Discuss Tutorial: Single Board Computer Benchmarks

Something that I feel is being forgotten is that all of these are running different flavors of Linux with different overheads. As such, the amount of time the processor is dedicating to each benchmark is going to be vastly different.

For example, the Edison is running Yocto Linux which is a very minimalist version of Linux. In fact, the reason it is so minimalist that it is very difficult to install any packages or other softwares on it - they assume you will build a new version of Yocto with any packages you need when you need them. It has very few background processes and as a result has a much greater amount of CPU time it can dedicate to running your benchmark code.

Conversely, if we look at the Raspi, it is running a comparatively heavy version of Linux (Raspian in this case). Instead of a super bare-bones experience like Yocto, Raspian is designed to be almost kid-friendly. There is A LOT happening in the background to give you endless tools, super easy USB interfaces (keyboards, mice, wifi/bluetooth dongles, ect), a GUI with two video outputs, external RAM, and endless other things. The end result is that the Raspi has a much greater CPU overhead and much less CPU time it can dedicate to a given test.

When you compare the two without taking this into consideration, it looks like the Edison is the best thing since sliced bread. But, I'd bet you money if you built a version of Yocto for the Raspi (and the other two boards) and ran your tests again, you'd see something completely different. I very highly doubt 400MHz dual core chip can run around 3.5-4 times faster than a 1.5MHz quad core chip (especially in both single and multicore tests). Intel does some great work, don't get me wrong, but so do the folks that design the ARM architectures.

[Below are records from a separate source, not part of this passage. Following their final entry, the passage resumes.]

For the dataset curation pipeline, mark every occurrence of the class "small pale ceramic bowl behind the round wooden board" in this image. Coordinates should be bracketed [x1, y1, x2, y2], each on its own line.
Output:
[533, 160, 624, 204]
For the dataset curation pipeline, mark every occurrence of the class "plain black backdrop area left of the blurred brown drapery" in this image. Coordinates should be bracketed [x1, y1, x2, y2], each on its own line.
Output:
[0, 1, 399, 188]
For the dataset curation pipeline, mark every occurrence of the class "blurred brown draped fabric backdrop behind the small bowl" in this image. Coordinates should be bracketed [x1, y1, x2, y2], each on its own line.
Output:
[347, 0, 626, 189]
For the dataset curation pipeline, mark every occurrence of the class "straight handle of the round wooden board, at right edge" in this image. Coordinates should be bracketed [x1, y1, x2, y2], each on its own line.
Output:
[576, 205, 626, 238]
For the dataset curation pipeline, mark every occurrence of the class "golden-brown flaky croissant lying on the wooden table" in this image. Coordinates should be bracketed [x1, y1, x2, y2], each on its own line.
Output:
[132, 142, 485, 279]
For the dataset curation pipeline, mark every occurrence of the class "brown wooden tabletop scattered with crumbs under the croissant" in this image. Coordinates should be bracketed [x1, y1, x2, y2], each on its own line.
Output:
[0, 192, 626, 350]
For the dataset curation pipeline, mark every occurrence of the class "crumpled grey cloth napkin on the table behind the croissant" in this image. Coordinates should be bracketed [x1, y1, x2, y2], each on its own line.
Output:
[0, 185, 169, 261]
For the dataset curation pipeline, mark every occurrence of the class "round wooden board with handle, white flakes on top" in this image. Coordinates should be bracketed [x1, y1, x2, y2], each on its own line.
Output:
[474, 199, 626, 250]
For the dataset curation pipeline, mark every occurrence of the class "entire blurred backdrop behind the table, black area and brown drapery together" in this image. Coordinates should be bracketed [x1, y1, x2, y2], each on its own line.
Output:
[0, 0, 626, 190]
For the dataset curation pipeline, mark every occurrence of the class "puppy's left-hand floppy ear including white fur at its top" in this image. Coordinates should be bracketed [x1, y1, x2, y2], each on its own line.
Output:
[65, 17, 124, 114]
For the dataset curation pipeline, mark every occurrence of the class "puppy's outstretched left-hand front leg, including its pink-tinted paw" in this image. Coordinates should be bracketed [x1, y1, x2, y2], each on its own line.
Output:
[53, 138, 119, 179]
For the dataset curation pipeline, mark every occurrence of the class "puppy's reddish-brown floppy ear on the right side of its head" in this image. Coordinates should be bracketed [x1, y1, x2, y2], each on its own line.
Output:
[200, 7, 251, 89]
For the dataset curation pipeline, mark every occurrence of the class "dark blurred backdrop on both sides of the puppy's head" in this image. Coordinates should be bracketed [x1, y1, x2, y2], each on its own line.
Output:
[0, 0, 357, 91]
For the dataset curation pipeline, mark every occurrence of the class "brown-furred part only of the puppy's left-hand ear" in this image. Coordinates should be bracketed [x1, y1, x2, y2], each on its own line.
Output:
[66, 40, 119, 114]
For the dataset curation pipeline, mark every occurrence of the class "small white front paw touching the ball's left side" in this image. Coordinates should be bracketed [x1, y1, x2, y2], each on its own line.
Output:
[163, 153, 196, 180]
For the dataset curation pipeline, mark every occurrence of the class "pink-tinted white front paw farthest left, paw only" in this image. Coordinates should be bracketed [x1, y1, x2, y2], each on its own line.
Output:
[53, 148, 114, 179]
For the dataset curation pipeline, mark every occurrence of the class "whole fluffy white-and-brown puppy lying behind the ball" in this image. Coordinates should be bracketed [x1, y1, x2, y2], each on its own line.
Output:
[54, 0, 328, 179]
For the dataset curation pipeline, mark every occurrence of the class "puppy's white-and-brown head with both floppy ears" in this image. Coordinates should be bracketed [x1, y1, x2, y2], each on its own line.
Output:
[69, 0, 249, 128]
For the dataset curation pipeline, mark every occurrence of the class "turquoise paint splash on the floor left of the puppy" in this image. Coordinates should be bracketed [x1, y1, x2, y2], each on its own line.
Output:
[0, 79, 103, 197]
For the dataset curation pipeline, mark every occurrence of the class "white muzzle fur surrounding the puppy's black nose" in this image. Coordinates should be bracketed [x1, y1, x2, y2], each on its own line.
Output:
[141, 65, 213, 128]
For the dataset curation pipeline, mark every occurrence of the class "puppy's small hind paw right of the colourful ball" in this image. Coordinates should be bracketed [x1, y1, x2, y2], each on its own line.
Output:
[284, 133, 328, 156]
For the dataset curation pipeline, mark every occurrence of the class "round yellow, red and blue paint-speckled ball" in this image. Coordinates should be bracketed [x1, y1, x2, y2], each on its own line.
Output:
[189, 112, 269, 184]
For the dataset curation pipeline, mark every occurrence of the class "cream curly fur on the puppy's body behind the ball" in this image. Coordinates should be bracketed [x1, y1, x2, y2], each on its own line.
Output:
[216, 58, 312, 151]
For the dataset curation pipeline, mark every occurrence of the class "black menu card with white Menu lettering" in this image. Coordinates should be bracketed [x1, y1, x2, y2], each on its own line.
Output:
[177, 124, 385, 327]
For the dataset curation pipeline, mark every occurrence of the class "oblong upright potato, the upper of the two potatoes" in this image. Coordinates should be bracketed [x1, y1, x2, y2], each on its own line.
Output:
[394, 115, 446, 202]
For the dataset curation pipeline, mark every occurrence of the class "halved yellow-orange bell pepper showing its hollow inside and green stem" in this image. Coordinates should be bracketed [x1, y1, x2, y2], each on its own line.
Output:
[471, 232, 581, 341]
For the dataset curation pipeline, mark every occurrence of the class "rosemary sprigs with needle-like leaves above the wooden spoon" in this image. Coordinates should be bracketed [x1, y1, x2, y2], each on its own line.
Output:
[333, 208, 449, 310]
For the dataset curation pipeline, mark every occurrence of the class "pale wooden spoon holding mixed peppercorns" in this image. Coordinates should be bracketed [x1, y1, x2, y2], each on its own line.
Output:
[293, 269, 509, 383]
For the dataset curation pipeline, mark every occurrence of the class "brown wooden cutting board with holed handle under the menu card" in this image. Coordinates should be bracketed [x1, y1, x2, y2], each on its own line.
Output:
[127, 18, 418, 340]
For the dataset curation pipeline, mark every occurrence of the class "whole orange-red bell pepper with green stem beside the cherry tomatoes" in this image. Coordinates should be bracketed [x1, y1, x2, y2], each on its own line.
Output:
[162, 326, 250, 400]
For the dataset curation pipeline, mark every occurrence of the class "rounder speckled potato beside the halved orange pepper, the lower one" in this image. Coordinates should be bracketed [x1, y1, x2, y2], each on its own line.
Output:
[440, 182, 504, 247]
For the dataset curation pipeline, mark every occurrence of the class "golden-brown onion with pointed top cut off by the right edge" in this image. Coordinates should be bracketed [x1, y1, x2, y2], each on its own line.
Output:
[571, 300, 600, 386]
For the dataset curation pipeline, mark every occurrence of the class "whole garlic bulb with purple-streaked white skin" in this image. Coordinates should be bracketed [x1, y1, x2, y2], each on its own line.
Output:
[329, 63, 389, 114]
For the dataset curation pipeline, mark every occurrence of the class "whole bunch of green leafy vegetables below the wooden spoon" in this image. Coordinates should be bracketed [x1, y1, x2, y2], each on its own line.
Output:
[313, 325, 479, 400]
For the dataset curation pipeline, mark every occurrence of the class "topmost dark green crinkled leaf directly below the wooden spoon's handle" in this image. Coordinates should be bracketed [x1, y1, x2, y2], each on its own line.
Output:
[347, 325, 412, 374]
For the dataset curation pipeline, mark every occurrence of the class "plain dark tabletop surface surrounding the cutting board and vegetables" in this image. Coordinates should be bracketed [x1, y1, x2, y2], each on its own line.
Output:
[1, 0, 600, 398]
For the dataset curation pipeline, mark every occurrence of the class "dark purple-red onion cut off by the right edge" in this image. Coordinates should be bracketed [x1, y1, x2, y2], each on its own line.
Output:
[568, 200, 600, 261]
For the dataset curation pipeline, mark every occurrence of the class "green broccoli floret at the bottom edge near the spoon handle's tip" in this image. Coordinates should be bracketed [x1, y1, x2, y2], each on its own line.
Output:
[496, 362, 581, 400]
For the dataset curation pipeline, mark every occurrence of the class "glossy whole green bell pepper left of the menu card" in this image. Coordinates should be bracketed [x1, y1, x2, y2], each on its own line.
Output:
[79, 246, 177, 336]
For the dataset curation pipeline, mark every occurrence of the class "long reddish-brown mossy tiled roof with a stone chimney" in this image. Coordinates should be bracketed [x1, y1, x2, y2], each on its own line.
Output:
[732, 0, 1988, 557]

You also have to look at the fact that PHP is an interpreted language and not a compiled one. Different instruction sets and chip architectures are going to define just how well a bit of scripted code will run depending on its ability to do things like pipelining, prefetching instructions, and the like. I would personally love to see some benchmarks done in compiled languages like C/C++ and see how they compare to the PHP benchmarks.